Отобедав, предложили играть в крокет. Тут предпочитали расстановку ворот, освященную временем, но технически совершенно неправомочную, когда пару ворот из десяти перекрещивают в середине поля, образуя так называемую "клетку", или "мышеловку". Сразу выяснилось, что Пнин, игравший в паре с мадам Болотовой против Шполянского и графини Порошиной, как игрок превосходит всех остальных. Едва только вбили колышки и приступили к игре, как он преобразился. Из привычно медлительного, тяжеловесного и довольно скованного господина он превратился в страшно подвижного, скачущего, безгласого горбуна с хитрой физиономией. Казалось, постоянно была его очередь бить. Держа молоток очень низко над землей и чуть помахивая им между расставленных журавлиных ножек (он произвел небольшую сенсацию, переодевшись к игре в бермудские шорты), Пнин предварял каждый удар легкими прицельными качаниями, затем аккуратно тюкал по шару и тотчас, еще сгорбленный, пока шар катился, резво перебегал в то место, где, по его расчетам, шару предстояло остановиться. С геометрическим шиком он прогнал его через все ворота, исторгнув у болельщиков вопли восторга. Даже Игорь Порошин, словно тень проходивший мимо, неся две жестянки пива на какое-то приватное пиршество, на секунду привстал и одобрительно покивал головой, перед тем как сгинуть в кустах. Впрочем, с рукоплесканиями смешивались жалобы и протесты, когда Пнин с жестоким безразличием крокетировал или, правильнее, ракетировал шар противника. Помещая вплотную к нему свой шар и утверждая на нем удивительно маленькую ступню, он с такой силой бил по своему, что чужой улетал с поля. Обратились к Сюзан и она сказала, что это полностью против правил, но мадам Шполянская заверила всех, что прием этот вполне законен, добавив в подтверждение, что, когда она была маленькой, ее английская гувернантка называла его "Гонконгом".
После того, как Пнин коснулся столба, и игра завершилась, и Варвара ушла с Сюзан накрывать стол к вечернему чаю, Пнин тихо ретировался на скамейку под соснами. Какое-то до крайности неприятное и пугающее ощущение в сердце, испытанное им лишь несколько раз во всю его взрослую жизнь, вновь посетило его. Не боль, не перебои, но довольно жуткое чувство утопания в окружающем мире и растворения в нем - в закате, в красных древесных стволах, в песке, в тихом воздухе. Между тем, Роза Шполянская, заметив, что Пнин сидит в одиночестве и воспользовавшись этим, подошла к нему ("сидите, сидите!") и опустилась рядышком на скамью.

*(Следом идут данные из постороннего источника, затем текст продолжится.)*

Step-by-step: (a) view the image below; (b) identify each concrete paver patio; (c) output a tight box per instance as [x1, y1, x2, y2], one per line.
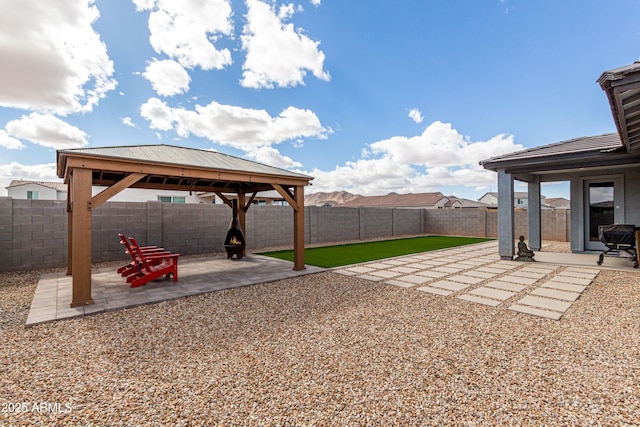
[26, 254, 324, 326]
[336, 242, 637, 320]
[26, 241, 637, 326]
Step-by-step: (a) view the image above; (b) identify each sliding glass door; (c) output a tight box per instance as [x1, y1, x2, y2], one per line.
[584, 179, 624, 250]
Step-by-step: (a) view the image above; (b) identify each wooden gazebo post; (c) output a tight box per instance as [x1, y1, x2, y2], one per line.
[68, 168, 93, 307]
[293, 185, 305, 270]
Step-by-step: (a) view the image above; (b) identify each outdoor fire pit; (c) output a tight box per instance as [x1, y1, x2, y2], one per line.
[224, 200, 246, 259]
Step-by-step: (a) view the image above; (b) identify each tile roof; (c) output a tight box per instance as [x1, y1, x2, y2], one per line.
[480, 133, 622, 165]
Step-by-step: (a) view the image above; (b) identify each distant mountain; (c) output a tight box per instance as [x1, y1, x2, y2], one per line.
[304, 191, 362, 206]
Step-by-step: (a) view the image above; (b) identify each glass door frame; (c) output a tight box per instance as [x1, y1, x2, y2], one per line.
[583, 175, 625, 251]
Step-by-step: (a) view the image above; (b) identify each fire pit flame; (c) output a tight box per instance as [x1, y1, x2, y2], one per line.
[224, 200, 246, 259]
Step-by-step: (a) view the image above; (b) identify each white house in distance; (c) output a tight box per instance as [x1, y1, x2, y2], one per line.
[6, 180, 286, 204]
[6, 180, 67, 200]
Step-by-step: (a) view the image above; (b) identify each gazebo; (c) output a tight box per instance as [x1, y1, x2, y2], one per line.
[57, 144, 313, 307]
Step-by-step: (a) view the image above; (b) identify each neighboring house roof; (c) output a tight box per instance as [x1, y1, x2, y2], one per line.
[445, 196, 491, 208]
[337, 193, 448, 208]
[5, 179, 67, 192]
[545, 197, 571, 209]
[480, 133, 640, 176]
[479, 191, 528, 200]
[598, 61, 640, 153]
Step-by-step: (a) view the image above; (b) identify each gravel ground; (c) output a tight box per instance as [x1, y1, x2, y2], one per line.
[0, 256, 640, 426]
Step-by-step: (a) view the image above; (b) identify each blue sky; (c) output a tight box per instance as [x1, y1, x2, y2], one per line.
[0, 0, 640, 199]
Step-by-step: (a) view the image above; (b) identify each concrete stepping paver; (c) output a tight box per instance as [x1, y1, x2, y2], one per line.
[433, 267, 463, 274]
[541, 280, 587, 293]
[384, 280, 416, 288]
[531, 288, 580, 302]
[356, 274, 385, 282]
[415, 270, 449, 279]
[338, 247, 600, 320]
[416, 286, 453, 297]
[384, 258, 409, 265]
[335, 270, 358, 276]
[464, 270, 498, 280]
[558, 270, 598, 280]
[346, 266, 375, 273]
[429, 280, 469, 292]
[485, 280, 527, 292]
[397, 274, 433, 286]
[475, 267, 508, 275]
[469, 286, 515, 301]
[387, 267, 420, 274]
[369, 270, 402, 279]
[509, 304, 562, 320]
[500, 274, 539, 285]
[554, 275, 593, 286]
[510, 270, 548, 281]
[518, 295, 571, 313]
[365, 262, 395, 270]
[447, 274, 485, 285]
[458, 294, 502, 307]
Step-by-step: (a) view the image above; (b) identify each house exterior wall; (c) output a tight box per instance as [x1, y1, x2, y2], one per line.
[570, 166, 640, 252]
[0, 197, 569, 271]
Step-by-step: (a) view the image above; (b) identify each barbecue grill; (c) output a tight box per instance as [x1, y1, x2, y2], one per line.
[598, 224, 640, 268]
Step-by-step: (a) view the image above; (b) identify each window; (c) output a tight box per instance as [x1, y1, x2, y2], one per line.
[158, 196, 187, 204]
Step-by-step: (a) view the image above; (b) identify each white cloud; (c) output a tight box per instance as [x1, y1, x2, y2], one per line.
[409, 108, 424, 123]
[369, 121, 524, 167]
[0, 129, 24, 150]
[240, 0, 330, 88]
[304, 122, 523, 195]
[247, 146, 302, 169]
[133, 0, 233, 70]
[140, 98, 331, 151]
[142, 59, 191, 96]
[6, 113, 88, 149]
[0, 162, 60, 196]
[0, 0, 116, 115]
[120, 117, 136, 128]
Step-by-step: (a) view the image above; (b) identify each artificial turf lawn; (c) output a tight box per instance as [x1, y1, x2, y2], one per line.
[260, 236, 492, 268]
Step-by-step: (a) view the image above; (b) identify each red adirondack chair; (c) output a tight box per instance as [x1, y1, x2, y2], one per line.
[117, 233, 169, 277]
[127, 237, 180, 288]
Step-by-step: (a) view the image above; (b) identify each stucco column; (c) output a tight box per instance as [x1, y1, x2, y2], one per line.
[527, 177, 542, 251]
[498, 170, 515, 260]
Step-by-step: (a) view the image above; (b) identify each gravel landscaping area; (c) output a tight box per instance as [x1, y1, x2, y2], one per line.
[0, 262, 640, 426]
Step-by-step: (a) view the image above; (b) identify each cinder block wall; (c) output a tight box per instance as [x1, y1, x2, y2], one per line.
[0, 197, 570, 271]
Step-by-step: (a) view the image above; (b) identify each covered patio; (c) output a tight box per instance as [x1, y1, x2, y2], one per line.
[480, 62, 640, 259]
[57, 145, 313, 308]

— Году в 16-м или в 17-м, - сказала она, - вы должны были слышать мою девичью фамилию, Геллер, - от одних ваших близких друзей.

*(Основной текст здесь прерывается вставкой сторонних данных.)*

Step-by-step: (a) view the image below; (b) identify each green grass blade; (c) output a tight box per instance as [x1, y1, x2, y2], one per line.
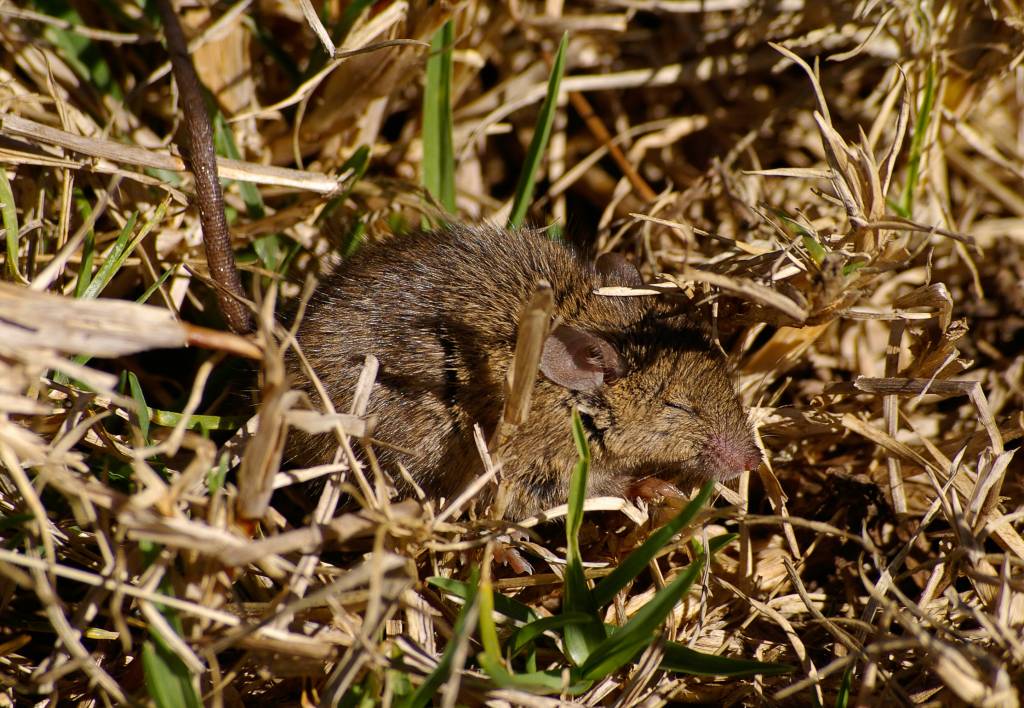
[82, 200, 168, 298]
[592, 482, 715, 609]
[562, 408, 607, 666]
[836, 664, 856, 708]
[142, 640, 203, 708]
[399, 569, 479, 708]
[140, 602, 203, 708]
[897, 63, 935, 218]
[508, 33, 569, 228]
[75, 188, 96, 297]
[507, 612, 593, 656]
[427, 576, 540, 624]
[0, 166, 27, 284]
[477, 654, 593, 696]
[580, 555, 707, 679]
[477, 579, 502, 664]
[423, 19, 455, 214]
[82, 211, 138, 299]
[662, 641, 793, 676]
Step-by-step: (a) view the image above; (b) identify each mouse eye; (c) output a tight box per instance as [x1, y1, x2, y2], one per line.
[665, 401, 697, 416]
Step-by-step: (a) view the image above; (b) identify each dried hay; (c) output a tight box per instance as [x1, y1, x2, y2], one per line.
[0, 0, 1024, 706]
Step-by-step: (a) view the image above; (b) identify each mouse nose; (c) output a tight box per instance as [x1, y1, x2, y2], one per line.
[708, 434, 761, 480]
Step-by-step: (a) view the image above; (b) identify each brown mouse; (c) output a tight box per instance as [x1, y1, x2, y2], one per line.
[289, 225, 761, 520]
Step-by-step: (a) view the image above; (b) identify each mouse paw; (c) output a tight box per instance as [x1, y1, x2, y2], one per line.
[627, 476, 689, 502]
[495, 543, 534, 575]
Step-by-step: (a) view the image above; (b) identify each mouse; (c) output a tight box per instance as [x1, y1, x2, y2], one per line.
[286, 224, 761, 522]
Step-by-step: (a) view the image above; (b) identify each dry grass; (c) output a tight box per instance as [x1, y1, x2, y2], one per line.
[0, 0, 1024, 706]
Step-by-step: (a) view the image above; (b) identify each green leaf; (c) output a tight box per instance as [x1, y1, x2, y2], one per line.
[75, 188, 96, 297]
[508, 32, 569, 228]
[801, 234, 826, 265]
[128, 371, 150, 445]
[580, 555, 707, 679]
[592, 482, 715, 609]
[562, 408, 607, 666]
[836, 664, 856, 708]
[0, 166, 28, 284]
[423, 19, 455, 214]
[206, 452, 230, 496]
[399, 568, 479, 708]
[82, 200, 167, 299]
[477, 654, 594, 696]
[142, 640, 203, 708]
[896, 61, 935, 218]
[34, 0, 124, 100]
[427, 575, 540, 624]
[662, 641, 793, 676]
[507, 612, 593, 656]
[477, 580, 502, 663]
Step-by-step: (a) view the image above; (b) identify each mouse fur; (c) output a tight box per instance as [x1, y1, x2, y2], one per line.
[289, 225, 760, 520]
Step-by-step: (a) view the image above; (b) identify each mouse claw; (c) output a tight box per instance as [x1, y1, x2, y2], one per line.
[495, 543, 534, 575]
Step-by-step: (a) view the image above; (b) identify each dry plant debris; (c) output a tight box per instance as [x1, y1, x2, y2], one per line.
[0, 0, 1024, 706]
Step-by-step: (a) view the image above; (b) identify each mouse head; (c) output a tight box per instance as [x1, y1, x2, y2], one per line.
[541, 257, 761, 481]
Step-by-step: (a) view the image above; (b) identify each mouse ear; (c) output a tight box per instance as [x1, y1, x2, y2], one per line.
[594, 253, 643, 288]
[541, 325, 624, 391]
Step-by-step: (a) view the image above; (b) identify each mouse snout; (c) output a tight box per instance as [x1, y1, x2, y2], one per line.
[705, 433, 761, 481]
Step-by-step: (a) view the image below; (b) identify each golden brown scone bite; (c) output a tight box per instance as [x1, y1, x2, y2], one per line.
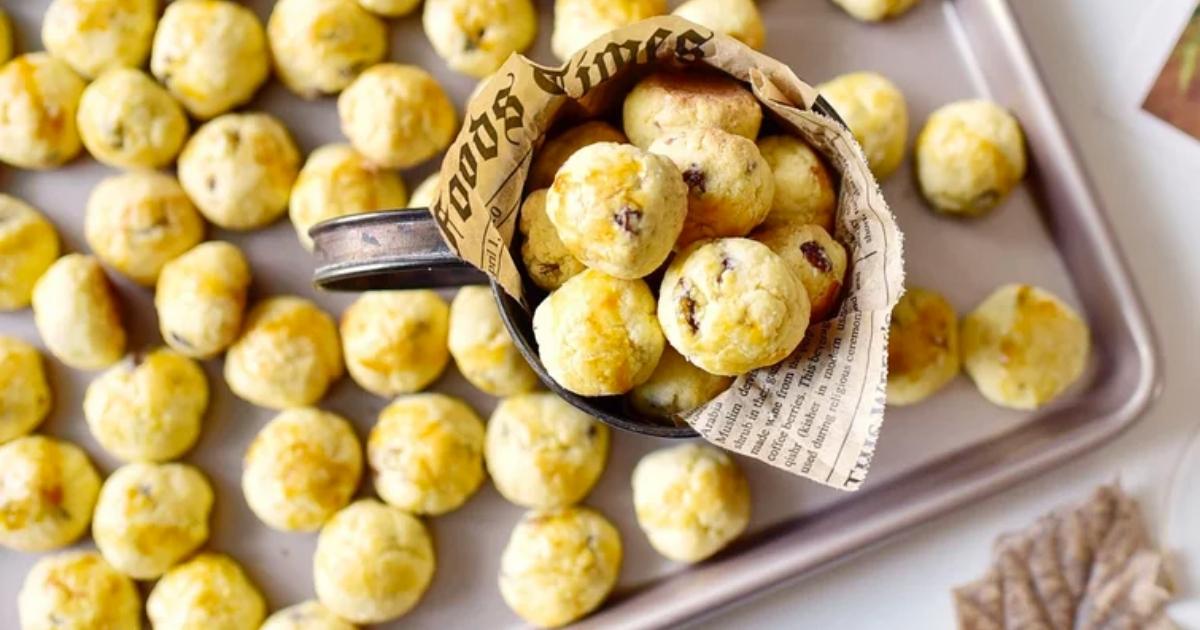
[888, 287, 959, 404]
[623, 72, 762, 149]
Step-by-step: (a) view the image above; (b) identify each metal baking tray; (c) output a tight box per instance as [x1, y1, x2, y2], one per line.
[0, 0, 1159, 629]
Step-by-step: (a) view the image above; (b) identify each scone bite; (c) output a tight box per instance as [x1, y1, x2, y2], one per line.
[833, 0, 919, 22]
[0, 53, 84, 169]
[649, 127, 775, 247]
[550, 0, 667, 61]
[960, 284, 1092, 409]
[224, 295, 342, 409]
[817, 72, 908, 180]
[17, 551, 142, 630]
[629, 346, 733, 420]
[42, 0, 158, 79]
[448, 287, 538, 396]
[266, 0, 388, 98]
[146, 553, 266, 630]
[154, 241, 251, 359]
[485, 392, 608, 508]
[758, 136, 838, 232]
[499, 508, 622, 628]
[241, 407, 362, 532]
[658, 239, 810, 376]
[258, 600, 354, 630]
[517, 188, 587, 290]
[367, 394, 484, 516]
[91, 463, 212, 580]
[888, 287, 959, 404]
[0, 193, 59, 311]
[546, 143, 688, 278]
[77, 68, 187, 169]
[83, 348, 209, 462]
[179, 113, 300, 229]
[312, 499, 436, 624]
[672, 0, 767, 49]
[916, 100, 1026, 216]
[32, 253, 125, 370]
[337, 64, 458, 168]
[341, 289, 450, 397]
[0, 436, 100, 552]
[0, 335, 53, 444]
[288, 144, 408, 250]
[623, 72, 762, 149]
[421, 0, 538, 79]
[533, 269, 664, 396]
[83, 170, 204, 282]
[150, 0, 270, 120]
[632, 443, 750, 563]
[751, 223, 847, 322]
[526, 120, 629, 190]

— Нет, не припомню, - сказал Пнин.
— Да это в общем-то и не важно. Не думаю, чтобы мы когда-то встречались. А вот моих кузенов, Гришу и Миру Белочкиных, вы знали хорошо. Они все время о вас рассказывали. Он теперь живет в Швейцарии, по-моему, - и вы слышали, конечно, об ужасном конце его бедной сестры...
— Да, конечно, - сказал Пнин.
— Ее муж, - сказала мадам Шполянская, - был милейший человек, мы с Самуил Львовичем очень близко знали его и его первую жену, Светлану Черток, пианистку. Нацисты интернировали его отдельно от Миры, он погиб в том же лагере, что и мой старший брат, Миша. Вы не знали Мишу, нет? Он тоже был когда-то влюблен в Миру.
— Тшай готофф, - позвала с веранды Сюзан на своем забавном чисто-практическом русском. - Тимофей, Розочка! Тшай!
Пнин сказал мадам Шполянской, что через минуту придет, но остался после ее ухода сидеть в темнеющей аллее, сложив ладони на молотке, который он все еще держал.
Две керосиновых лампы уютно освещали дачную веранду. Доктор Павел Антонович Пнин, отец Тимофея, глазной специалист, и доктор Яков Григорьевич Белочкин, отец Миры, педиатр, никак не могли оторваться от шахмат в углу веранды, так что госпожа Белочкина попросила горничную отнести им чай - стаканы в серебряных подстаканниках, простоквашу с черным хлебом, землянику и ее культурную разновидность, клубнику, и лучистые золотые варенья, и бисквиты, и вафли, и крендельки, и сухарики - туда, на особый японский столик, близ которого они играли, чтобы не звать двух поглощенных игрой докторов на другой конец веранды, к общему столу, за которым сидели остальные члены семьи и гости - кто ясно различимый, кто потонувший в лучезарном тумане.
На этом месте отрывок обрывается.